The most abundant and yet untapped trove of valuable data is in your mind.
With so many people making the pilgrimage to the DC area for AFA this week, I thought this would be a timely topic to bring up. Remember that LLMs fundamentally rely on mass amounts of data to function well. As good as scraping the entirety of the internet is, I think we can all agree that’s neither authoritative nor necessarily as deep or accurate as any topic actually goes. So where are the most detailed and accurate sources of knowledge on any particular domain?

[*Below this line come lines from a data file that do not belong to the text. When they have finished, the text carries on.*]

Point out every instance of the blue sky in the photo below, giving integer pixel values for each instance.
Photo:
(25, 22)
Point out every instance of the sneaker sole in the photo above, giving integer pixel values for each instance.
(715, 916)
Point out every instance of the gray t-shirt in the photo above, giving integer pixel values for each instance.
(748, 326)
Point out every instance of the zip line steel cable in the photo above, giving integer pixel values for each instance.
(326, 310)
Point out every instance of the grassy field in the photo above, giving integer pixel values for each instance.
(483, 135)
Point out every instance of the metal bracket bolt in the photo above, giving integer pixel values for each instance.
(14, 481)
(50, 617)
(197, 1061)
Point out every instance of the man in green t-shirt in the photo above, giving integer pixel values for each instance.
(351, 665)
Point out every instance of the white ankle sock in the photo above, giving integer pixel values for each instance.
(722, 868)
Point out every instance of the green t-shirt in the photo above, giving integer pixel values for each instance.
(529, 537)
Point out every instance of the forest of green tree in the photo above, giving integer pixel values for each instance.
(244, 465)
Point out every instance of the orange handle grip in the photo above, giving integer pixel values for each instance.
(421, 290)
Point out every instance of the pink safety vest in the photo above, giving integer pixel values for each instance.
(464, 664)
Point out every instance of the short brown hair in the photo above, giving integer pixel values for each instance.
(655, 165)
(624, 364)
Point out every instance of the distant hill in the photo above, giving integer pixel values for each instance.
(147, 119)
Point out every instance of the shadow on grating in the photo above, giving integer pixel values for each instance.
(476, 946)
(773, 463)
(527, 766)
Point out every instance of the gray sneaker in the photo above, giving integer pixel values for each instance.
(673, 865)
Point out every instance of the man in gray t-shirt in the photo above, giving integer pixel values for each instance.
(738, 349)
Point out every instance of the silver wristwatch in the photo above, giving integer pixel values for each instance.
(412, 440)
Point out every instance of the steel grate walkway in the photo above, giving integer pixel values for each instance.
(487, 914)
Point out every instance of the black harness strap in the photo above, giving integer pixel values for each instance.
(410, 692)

In the minds of the people that work in those domains everyday.
Most people do not have the time, nor the inclination to sit down and write a fully documented research paper, much less a mildly concise record of what they know on a topic. We are all busy, and sitting down and just writing away isn’t most people’s forte. However, most people if given the opportunity can speak at length on their opinions, knowledge, and experiences. The explosion in podcast content over the last decade is an excellent example of this fact. Most people don’t like to write at length, but most people can talk you to death.
The trick is to combine LLM and human strengths to serve each other. Recording a conversation with anyone and everyone you can that might have anything even remotely useful in terms of experience or knowledgeable in terms of information is the start. This might be an office full of coworkers, or a conference full of people. Using LLMs to then both translate the audio into text as a first step, then distill the totality of the text into meaningful information and/or insights is the key second step. In the military we call it lessons learned, but imagine the trove of valuable data that just sits unknown to others in all our collective heads. Speech is the single modality that we as individuals are most comfortable utilizing for mass export of our thoughts, and LLMs can perform all the grunt work at scale to convert and refine that mass data into useful knowledge for others.
So next time you get a quiet moment with a friend or colleague, breakout the voice recorder function on your phone, and have a chat. Then go run that through transcription tool, and play around with the resulting data inside Claude 2, and see what kind of insights you find. Just imagine if you scaled that up across your whole office, a conference, or organization.